Gli porto una maglietta pulita, non chiedetemi come sia riuscita a trovare una maglietta, da uomo, della sua taglia, in una libreria: negozio che vende libri, non vestiti, perché neanch'io lo so.«grazie» mi sorprende lui «prego, a proposito...non mi interessa sapere perché sei conciato così, però se vuoi puoi restare qui per tutto il tempo che ti ser...» non faccio in tempo a finire la frase che i cardini della porta da cui siamo entrati si spezzano e quest'ultima cade a terra spezzata a metà, scagliando pezzi di legno dappertutto da cui Bucky prontamente mi protegge, coprendomi per farmi da scudo. Eppure ci siamo conosciuti, se così si può dire, da poco. Si gira di scatto pronto a colpire la minaccia ma intravede dietro l'ingresso il famigerato Capitan America con il suo sgargiante scudo «cosa ne avete fatto di Bucky!...ah no, sta bene, cosa credevi di fare?
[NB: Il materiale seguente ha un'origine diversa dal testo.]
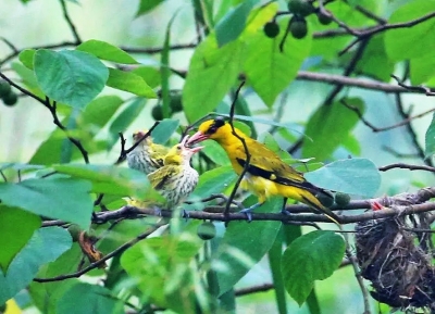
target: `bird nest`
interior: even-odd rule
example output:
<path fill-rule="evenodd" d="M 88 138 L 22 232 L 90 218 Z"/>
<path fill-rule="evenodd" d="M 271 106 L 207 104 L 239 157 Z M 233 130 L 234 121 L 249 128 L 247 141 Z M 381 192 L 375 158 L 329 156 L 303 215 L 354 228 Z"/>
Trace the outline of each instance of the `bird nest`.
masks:
<path fill-rule="evenodd" d="M 357 224 L 357 259 L 375 300 L 411 313 L 435 313 L 433 247 L 423 228 L 430 228 L 426 214 Z"/>

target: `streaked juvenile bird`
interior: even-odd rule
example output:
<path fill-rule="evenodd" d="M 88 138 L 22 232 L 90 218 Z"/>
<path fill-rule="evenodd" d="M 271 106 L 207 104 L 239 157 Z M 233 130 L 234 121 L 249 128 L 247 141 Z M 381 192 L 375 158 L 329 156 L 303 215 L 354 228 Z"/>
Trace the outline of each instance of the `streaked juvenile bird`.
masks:
<path fill-rule="evenodd" d="M 139 130 L 133 134 L 133 142 L 140 140 L 147 130 Z M 128 167 L 140 171 L 146 175 L 163 166 L 164 156 L 169 148 L 152 142 L 150 136 L 144 139 L 133 151 L 127 154 Z"/>
<path fill-rule="evenodd" d="M 315 194 L 332 196 L 309 181 L 303 174 L 283 162 L 279 156 L 263 143 L 248 137 L 241 130 L 235 128 L 235 133 L 245 140 L 250 155 L 247 173 L 241 181 L 241 188 L 252 191 L 258 197 L 258 203 L 243 210 L 250 219 L 250 213 L 262 205 L 273 196 L 284 197 L 283 213 L 287 198 L 306 203 L 314 212 L 323 213 L 331 221 L 338 224 L 338 217 L 327 208 L 322 205 Z M 190 137 L 187 145 L 213 139 L 226 151 L 234 171 L 240 175 L 247 163 L 247 154 L 241 140 L 233 134 L 231 125 L 222 117 L 209 120 L 199 126 L 199 130 Z"/>
<path fill-rule="evenodd" d="M 167 209 L 184 202 L 198 184 L 199 175 L 190 166 L 190 159 L 203 147 L 186 147 L 188 138 L 186 136 L 172 147 L 164 158 L 164 165 L 148 175 L 151 186 L 166 199 Z"/>

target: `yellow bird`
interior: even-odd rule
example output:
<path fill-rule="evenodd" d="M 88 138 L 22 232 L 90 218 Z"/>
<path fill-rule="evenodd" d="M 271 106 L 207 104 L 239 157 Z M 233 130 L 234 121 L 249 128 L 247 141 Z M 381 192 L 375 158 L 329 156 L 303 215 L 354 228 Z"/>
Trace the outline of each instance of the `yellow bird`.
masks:
<path fill-rule="evenodd" d="M 164 158 L 164 165 L 148 175 L 151 186 L 167 200 L 167 209 L 184 202 L 198 184 L 199 175 L 190 166 L 190 159 L 203 147 L 186 147 L 188 138 L 186 136 L 172 147 Z"/>
<path fill-rule="evenodd" d="M 133 142 L 141 139 L 148 130 L 133 134 Z M 145 173 L 146 175 L 157 171 L 164 164 L 164 156 L 169 148 L 152 142 L 150 136 L 144 139 L 133 151 L 127 154 L 128 167 Z"/>
<path fill-rule="evenodd" d="M 260 206 L 273 196 L 284 197 L 283 213 L 287 198 L 306 203 L 315 212 L 324 213 L 338 224 L 339 218 L 322 205 L 315 194 L 332 196 L 309 181 L 303 174 L 283 162 L 279 156 L 264 145 L 248 137 L 235 128 L 235 133 L 245 140 L 250 155 L 247 173 L 241 181 L 241 188 L 251 190 L 258 197 L 258 203 L 243 210 L 250 219 L 250 212 Z M 234 171 L 240 175 L 247 162 L 247 154 L 239 138 L 233 135 L 233 129 L 222 117 L 209 120 L 199 126 L 199 130 L 190 137 L 187 145 L 194 145 L 207 139 L 213 139 L 226 151 Z"/>

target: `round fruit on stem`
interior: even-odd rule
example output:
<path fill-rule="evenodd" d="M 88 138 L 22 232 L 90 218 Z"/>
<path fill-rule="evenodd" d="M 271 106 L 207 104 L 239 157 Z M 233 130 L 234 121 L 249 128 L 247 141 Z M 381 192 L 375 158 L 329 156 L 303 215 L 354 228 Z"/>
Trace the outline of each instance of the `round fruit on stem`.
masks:
<path fill-rule="evenodd" d="M 268 22 L 264 24 L 263 32 L 269 38 L 275 38 L 279 34 L 279 25 L 275 22 Z"/>
<path fill-rule="evenodd" d="M 151 116 L 156 121 L 163 120 L 163 108 L 160 104 L 156 104 L 151 110 Z"/>
<path fill-rule="evenodd" d="M 294 15 L 290 20 L 290 33 L 296 39 L 306 37 L 308 34 L 307 21 L 301 16 Z"/>
<path fill-rule="evenodd" d="M 9 95 L 11 91 L 11 85 L 5 80 L 0 80 L 0 97 Z"/>
<path fill-rule="evenodd" d="M 3 100 L 3 103 L 5 105 L 12 106 L 18 100 L 18 96 L 11 90 L 11 92 L 9 92 L 8 95 L 3 96 L 1 99 Z"/>

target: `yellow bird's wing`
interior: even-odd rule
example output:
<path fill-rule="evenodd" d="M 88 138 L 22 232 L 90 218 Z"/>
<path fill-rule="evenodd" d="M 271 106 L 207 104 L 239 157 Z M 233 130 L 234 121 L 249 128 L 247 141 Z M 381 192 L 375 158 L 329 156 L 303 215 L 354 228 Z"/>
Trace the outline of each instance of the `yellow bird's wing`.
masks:
<path fill-rule="evenodd" d="M 151 183 L 151 186 L 156 190 L 161 190 L 164 188 L 166 184 L 170 183 L 171 178 L 173 178 L 179 172 L 178 166 L 176 165 L 165 165 L 148 175 L 148 179 Z"/>
<path fill-rule="evenodd" d="M 283 162 L 276 153 L 264 145 L 256 140 L 248 140 L 247 146 L 250 154 L 247 169 L 249 174 L 263 177 L 281 185 L 298 187 L 311 191 L 314 194 L 321 192 L 331 197 L 331 194 L 323 189 L 307 181 L 302 173 Z M 245 167 L 247 158 L 241 143 L 240 147 L 235 150 L 235 160 L 241 168 Z"/>

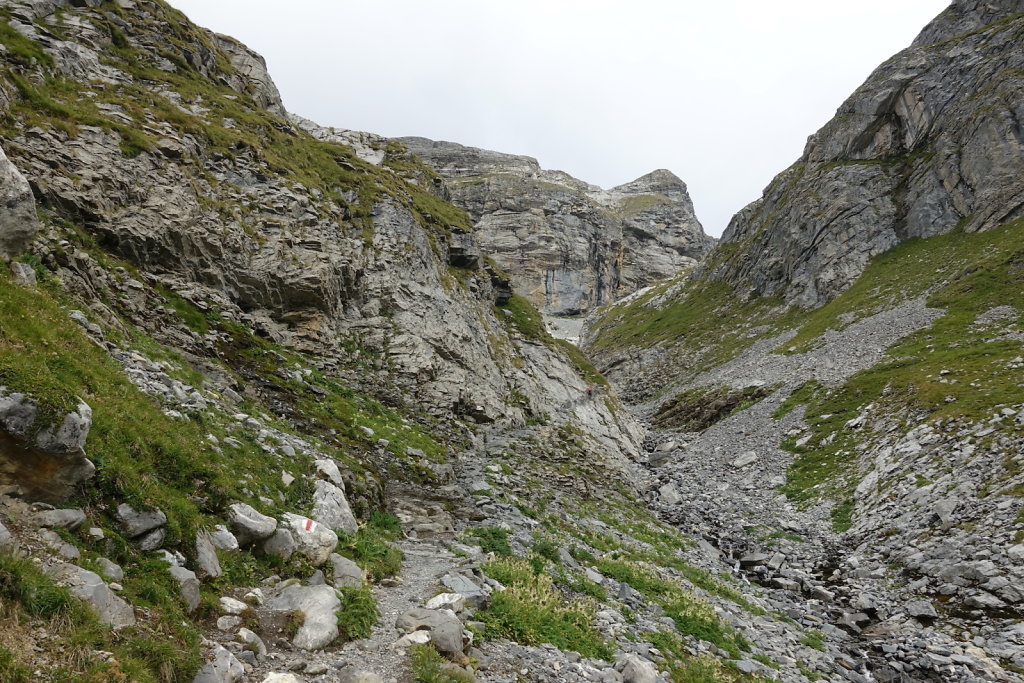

Siamo nel mezzo di una guerra civile e ti rifugi da una sconosciuta?» lo rimprovera il suo amico «mi ha aiutato, non ha paura di me» gli risponde il ragazzo che ho aiutato abbassando la testa con tono sorpreso «beh, dobbiamo andarcene, il jet è pronto» «deve venire con noi, Stark potrebbe avermi rintracciato fino a qua e lei finirebbe nei guai, io mi fido di Emma» cosa? Dovrei andare con loro? Non che mi dispiaccia ma ho un lavoro e...«E poi tu chi saresti?» esclama il supereroe interrompendo i miei pensieri, rivolgendosi a me «Emma» gli rispondo ovvia «devo sapere il cognome» mi impone con uno sguardo che non mi lascia ribattere. ...odio dire il mio cognome, soprattutto a persone che lo potrebbero riconoscere... «Emma Coulson»
spazio autrice
Partiamo col presupposto che non sono brava a scrivere storie, ma ero in vena creativa e volevo provare a scrivere tutto quello che mi passa per la testa. Che ne pensate di questo brevissimo e orribile capitolo? Perfavore commentate e ditemi quello che ne pensate, magari anche qualche idea per il continuo se ne avete.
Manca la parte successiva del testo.